I'd be mad if I worked at Taco bell to


----------



## MoonlightingPHD (Feb 11, 2019)

It made the local PHL news this morning. Taco Bell reached out to the victims to offer a $20 gift card for their troubles. That is not a joke.

https://abc7ny.com/taco-bell-employees-fired-after-video-surfaces-of-fight-/5171644/_
"Reese says he released the video because when he went to Taco Bell with what happened, they offered him a $20 dollar gift card and were slow to provide names of the employees involved as he pursues charges."_


----------



## Pax Collector (Feb 18, 2018)

There's only so much bullshit minimum wage workers can take before they snap. 
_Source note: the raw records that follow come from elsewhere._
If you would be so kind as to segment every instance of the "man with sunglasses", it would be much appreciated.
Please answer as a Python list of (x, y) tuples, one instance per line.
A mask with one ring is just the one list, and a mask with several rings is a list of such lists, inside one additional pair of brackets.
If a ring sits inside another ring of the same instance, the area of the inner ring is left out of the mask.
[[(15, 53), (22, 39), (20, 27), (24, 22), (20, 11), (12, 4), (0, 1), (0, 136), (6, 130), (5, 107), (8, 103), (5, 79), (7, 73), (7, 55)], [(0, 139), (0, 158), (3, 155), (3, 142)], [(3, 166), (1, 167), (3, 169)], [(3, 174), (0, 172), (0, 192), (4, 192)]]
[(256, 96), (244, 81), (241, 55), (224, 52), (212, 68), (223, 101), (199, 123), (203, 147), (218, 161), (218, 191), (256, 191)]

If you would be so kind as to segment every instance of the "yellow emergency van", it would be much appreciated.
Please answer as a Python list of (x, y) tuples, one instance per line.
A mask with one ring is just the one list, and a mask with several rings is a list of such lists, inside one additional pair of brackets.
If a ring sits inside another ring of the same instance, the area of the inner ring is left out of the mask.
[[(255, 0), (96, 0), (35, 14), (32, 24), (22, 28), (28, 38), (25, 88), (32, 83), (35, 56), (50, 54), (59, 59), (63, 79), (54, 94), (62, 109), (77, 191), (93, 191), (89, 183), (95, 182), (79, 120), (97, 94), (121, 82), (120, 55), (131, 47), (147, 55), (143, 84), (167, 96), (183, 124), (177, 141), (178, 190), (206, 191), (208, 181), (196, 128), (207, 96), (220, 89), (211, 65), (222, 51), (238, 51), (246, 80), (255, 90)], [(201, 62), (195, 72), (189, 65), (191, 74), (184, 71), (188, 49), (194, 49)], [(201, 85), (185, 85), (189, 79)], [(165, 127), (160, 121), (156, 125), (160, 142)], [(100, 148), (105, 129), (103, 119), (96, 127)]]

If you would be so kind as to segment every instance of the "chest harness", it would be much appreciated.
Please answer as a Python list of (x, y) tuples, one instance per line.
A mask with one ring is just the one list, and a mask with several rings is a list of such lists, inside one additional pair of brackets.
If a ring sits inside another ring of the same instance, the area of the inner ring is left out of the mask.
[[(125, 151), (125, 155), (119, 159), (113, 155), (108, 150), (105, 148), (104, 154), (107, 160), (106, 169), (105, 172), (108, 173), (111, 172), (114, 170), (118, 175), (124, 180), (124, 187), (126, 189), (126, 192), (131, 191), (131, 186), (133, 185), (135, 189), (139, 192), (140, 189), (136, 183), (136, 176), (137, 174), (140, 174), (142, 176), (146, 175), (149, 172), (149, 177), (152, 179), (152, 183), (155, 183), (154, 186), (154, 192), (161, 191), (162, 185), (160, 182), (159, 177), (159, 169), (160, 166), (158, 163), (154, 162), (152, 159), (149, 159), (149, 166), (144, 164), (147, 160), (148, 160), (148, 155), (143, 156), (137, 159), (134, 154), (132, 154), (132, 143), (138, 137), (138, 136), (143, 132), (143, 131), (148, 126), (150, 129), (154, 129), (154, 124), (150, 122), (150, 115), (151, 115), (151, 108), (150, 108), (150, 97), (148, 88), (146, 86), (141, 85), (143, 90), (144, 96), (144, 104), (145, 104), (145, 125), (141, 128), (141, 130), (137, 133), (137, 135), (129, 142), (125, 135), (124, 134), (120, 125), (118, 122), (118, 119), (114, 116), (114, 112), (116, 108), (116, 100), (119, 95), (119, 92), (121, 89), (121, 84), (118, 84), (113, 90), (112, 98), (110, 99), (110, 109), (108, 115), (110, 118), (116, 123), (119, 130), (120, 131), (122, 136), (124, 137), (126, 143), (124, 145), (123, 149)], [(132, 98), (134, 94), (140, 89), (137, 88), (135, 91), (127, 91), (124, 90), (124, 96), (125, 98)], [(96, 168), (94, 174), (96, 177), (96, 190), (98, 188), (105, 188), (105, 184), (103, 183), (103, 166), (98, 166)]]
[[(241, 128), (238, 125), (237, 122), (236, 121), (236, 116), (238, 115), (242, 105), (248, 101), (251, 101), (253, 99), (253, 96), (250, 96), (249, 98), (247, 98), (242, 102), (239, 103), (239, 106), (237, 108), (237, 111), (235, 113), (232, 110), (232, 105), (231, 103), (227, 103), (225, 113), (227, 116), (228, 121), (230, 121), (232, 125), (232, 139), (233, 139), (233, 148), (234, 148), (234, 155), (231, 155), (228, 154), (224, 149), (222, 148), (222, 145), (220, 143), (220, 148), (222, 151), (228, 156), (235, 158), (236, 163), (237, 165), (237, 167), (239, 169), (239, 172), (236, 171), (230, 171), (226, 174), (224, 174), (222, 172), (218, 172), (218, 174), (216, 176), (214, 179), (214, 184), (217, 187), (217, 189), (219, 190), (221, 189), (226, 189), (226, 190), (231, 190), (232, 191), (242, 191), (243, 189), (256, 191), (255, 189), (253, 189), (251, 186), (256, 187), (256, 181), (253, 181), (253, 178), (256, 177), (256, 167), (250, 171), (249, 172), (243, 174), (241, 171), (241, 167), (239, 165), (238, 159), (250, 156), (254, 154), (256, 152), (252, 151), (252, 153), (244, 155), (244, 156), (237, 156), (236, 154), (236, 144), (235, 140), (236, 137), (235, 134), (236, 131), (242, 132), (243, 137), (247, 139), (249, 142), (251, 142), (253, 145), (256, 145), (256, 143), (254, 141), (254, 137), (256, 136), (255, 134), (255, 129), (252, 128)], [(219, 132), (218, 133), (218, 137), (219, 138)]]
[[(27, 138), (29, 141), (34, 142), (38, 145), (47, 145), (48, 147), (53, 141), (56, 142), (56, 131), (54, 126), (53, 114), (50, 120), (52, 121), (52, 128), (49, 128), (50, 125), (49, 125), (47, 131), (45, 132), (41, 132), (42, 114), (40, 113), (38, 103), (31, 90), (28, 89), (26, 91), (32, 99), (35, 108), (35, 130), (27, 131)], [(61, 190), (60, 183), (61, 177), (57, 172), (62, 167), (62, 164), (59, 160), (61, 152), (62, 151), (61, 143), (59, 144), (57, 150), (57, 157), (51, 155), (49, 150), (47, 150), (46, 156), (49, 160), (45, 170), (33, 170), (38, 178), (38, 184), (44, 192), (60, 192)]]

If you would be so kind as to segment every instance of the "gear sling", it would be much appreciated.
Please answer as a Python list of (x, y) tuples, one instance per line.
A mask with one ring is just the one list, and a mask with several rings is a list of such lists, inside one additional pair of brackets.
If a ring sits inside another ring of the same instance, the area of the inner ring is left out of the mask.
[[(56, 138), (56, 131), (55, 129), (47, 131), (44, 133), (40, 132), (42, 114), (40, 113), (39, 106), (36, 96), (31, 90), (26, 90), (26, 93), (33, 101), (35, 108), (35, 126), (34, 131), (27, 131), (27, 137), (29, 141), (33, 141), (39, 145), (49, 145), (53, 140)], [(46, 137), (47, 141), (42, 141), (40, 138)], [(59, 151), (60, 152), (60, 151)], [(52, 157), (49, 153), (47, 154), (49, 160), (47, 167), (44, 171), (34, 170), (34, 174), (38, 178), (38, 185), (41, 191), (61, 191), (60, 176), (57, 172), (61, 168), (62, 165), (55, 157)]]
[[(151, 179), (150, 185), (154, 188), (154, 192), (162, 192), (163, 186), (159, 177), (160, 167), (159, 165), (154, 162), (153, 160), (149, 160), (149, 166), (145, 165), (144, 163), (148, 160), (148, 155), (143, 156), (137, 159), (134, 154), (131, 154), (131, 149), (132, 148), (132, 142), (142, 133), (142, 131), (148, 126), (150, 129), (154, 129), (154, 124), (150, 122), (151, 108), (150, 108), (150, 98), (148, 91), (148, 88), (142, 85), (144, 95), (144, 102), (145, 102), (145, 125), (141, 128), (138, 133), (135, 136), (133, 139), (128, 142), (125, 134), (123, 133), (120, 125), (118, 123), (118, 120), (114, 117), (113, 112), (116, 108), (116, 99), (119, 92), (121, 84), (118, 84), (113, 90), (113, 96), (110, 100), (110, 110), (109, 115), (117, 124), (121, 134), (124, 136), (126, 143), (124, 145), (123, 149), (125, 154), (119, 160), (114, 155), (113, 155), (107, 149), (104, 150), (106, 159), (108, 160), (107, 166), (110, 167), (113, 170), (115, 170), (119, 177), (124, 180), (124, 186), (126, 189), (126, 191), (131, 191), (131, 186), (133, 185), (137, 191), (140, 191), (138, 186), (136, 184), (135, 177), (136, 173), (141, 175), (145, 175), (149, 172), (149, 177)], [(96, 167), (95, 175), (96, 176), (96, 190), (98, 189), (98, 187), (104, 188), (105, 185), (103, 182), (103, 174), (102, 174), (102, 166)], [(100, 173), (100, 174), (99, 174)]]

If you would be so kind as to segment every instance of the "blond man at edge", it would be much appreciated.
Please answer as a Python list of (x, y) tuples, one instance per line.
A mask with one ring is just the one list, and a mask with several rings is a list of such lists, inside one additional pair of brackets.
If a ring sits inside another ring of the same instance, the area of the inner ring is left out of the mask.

Next up: A disgruntled Uber driver..................$&#^^@&@^#^^#&@*&$


----------



## MontcoUberDriver (Aug 14, 2018)

Only in Philadelphia ?


----------



## KD_LA (Aug 16, 2017)

I hope they washed their hands after they got back in!


----------



## amazinghl (Oct 31, 2018)

Taco Bell, free delivery with GrubHub.

An hour wait for walk in customer... LOL.


----------



## Invisible (Jun 15, 2018)

I won’t guess those fired workers didn’t know they could turn off the GH app. 

I guess GH won’t be offering free delivery much longer for TB orders, at least at that location.


----------



## dlearl476 (Oct 3, 2017)

amazinghl said:


> Taco Bell, free delivery with GrubHub.
> 
> An hour wait for walk in customer... LOL.


Hey Amazing, it took a while but I finally got you beat! :biggrin:










I checked my bank acct yesterday morning and I was $5 overdrawn. Since I have no local access to that bank (BofA) I figured rather than stress about getting it covered before they charged me a $35 overdraft fee before my GH payment dropped today, I'd pick up a few deliveries before a dr appt.

Even with zero boost/quests I made $20 in just over an hour. All but two were Taco Bell. That one (Panda) and a $9.50 delivery from a Sushi joint.


----------